I don't know what made me finally give in though to Jeff, the man I had met on that swinger's site some weeks before. I had not broken off our e-mail exchanges and had agreed in the end to meet him for drinks one evening, knowing full well where this all might lead. And he was completely charming and handsome. I had gone out of my way to look good for him and when we met at the restaurant, I knew instantly that he was totally mine to do with as I chose. And as he chatted me up, I only listened to snippets of his conversation, my mind unclear as to whether or not I would sleep with him. I knew full well that he wanted to fuck me and was doing his best to make that happen, so I just smiled a lot and let him give me his best shot.
And in the end, I agreed to a nightcap as his place.
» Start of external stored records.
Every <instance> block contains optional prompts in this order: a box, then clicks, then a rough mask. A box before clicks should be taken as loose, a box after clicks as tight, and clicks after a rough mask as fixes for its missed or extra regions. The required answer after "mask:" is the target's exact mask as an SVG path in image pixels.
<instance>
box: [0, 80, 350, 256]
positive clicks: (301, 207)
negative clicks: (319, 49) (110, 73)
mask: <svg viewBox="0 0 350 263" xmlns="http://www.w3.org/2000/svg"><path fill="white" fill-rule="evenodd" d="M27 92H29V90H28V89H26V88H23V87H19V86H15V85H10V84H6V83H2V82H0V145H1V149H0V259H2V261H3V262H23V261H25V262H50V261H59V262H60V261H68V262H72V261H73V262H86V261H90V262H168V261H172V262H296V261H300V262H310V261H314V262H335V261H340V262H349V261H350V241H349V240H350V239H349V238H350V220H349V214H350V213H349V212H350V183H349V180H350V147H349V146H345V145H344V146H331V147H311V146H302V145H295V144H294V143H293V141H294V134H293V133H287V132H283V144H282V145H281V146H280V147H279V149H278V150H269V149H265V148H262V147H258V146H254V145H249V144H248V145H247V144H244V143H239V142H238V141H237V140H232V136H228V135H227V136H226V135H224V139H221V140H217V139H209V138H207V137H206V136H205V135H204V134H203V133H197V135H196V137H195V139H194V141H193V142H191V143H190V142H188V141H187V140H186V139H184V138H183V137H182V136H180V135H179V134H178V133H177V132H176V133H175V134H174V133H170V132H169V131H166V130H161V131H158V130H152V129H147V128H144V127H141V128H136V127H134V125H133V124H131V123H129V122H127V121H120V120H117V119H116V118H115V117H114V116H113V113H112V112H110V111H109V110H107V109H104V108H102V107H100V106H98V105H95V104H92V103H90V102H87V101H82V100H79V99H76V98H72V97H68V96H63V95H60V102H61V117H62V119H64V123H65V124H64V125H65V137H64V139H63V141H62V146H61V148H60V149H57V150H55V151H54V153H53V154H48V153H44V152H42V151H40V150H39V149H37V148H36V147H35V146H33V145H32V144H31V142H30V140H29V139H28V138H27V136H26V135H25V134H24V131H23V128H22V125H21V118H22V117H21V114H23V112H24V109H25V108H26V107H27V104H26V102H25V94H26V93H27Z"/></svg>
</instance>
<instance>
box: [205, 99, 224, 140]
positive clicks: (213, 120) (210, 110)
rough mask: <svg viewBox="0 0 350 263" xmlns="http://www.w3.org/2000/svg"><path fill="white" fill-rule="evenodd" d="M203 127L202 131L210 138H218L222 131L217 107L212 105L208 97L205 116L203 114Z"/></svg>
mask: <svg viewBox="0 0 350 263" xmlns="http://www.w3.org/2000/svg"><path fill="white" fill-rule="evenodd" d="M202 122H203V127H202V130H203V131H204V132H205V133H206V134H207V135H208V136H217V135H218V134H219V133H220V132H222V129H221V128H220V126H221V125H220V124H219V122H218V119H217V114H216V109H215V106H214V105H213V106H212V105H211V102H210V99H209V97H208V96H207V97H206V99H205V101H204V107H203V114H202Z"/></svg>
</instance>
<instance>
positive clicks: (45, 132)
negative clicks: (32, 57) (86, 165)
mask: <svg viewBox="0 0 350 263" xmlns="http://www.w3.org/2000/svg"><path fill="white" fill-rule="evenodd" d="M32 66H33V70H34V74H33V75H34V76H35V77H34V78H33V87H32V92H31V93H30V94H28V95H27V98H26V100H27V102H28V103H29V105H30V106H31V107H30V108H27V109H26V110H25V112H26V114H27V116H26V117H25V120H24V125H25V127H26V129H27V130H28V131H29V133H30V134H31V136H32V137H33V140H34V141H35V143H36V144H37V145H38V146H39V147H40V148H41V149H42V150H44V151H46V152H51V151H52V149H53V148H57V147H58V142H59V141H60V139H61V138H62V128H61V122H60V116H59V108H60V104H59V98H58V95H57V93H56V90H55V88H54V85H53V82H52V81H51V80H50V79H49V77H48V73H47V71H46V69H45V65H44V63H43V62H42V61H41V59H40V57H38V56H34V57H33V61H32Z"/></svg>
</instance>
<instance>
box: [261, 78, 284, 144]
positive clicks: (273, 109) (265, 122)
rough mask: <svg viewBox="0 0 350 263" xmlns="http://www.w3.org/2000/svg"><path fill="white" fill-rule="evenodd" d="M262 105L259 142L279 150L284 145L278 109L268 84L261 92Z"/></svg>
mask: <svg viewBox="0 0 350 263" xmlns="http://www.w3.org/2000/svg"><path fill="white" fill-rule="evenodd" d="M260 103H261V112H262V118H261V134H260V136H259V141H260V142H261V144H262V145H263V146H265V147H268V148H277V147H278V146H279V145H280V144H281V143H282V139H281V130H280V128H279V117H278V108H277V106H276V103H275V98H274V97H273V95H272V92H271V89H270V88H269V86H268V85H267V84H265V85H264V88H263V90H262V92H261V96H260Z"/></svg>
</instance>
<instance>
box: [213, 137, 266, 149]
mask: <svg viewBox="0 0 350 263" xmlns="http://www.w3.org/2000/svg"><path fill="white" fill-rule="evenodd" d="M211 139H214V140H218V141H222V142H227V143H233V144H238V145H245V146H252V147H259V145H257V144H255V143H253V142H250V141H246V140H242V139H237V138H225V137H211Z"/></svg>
Yeah, a nightcap! I followed him in my car to his home, which was in a gated, upscale development a mile or so away from the restaurant. I knew what was going to happen and I think in some way this was me desperately trying to get back some measure of control or personal power that I had yielded to Scott. No man was going to control me! And fucking this random man was going to be a statement.
So I played the part as best as I could manage. I had no doubt that he wanted me. Well, I mean really, he was like all of the other horny men who craved me. And that meant power, and I desperately wanted to reclaim some sense of my own personal power. It didn't matter that he had no inkling of my real desires. I was going to let him fuck me and, I hoped, make him want me as I wanted Scott. It was my pride, or perhaps the surrender of my pride with Scott, which made my decision to use my body as a tool to gather in Jeff's lust for my body.
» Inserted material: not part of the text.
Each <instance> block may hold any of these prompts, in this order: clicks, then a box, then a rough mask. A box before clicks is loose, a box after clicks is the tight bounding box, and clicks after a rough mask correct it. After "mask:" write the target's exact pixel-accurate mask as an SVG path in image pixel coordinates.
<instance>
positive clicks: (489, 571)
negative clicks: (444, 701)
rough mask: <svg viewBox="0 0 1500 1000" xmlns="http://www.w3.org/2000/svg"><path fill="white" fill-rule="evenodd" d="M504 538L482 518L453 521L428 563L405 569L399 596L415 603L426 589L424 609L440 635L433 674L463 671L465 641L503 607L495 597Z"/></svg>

And he really was quite the gallant suitor, obviously so proud of his lair and offering me a drink from his well stocked bar. I thought idly that I could have bought him ten times over, but played my part as best as I could. Truthfully I was viewing all of this almost as a disinterested observer. Jeff quite obviously was playing a set piece with me, one which no doubt had charmed many other women. And so too I played my part, laughing on cue at his jokes, and using my body language to convey my willing acceptance to join him in his bed. I chuckled inwardly as I sat on his bar stool and parted my legs slightly in an unspoken signal of my willingness. The only element that made this other than commonplace was my delight in making the seduction perfect.
None of this was lost on Jeff. He told me how beautiful I was, not that I needed to hear that. I mean, I knew my charms better than he did. The excitement for me was owning him, captivating him, and making him drool with desire. Yes I was going to let him do me, but only after he had offered proper submission. So, I played the bitch.
"Oh my goodness, it's so late," I said, looking at my watch. "I have to head home!"
"So soon?" he replied. "It's early. We're still getting to know each other!"
"I do have to meet with my financial advisors tomorrow morning, Jeff. And it really is late."
He showed some balls and moved to me, his hand my long legs as he sought to kiss me. And I let him, wondering what his next move would be.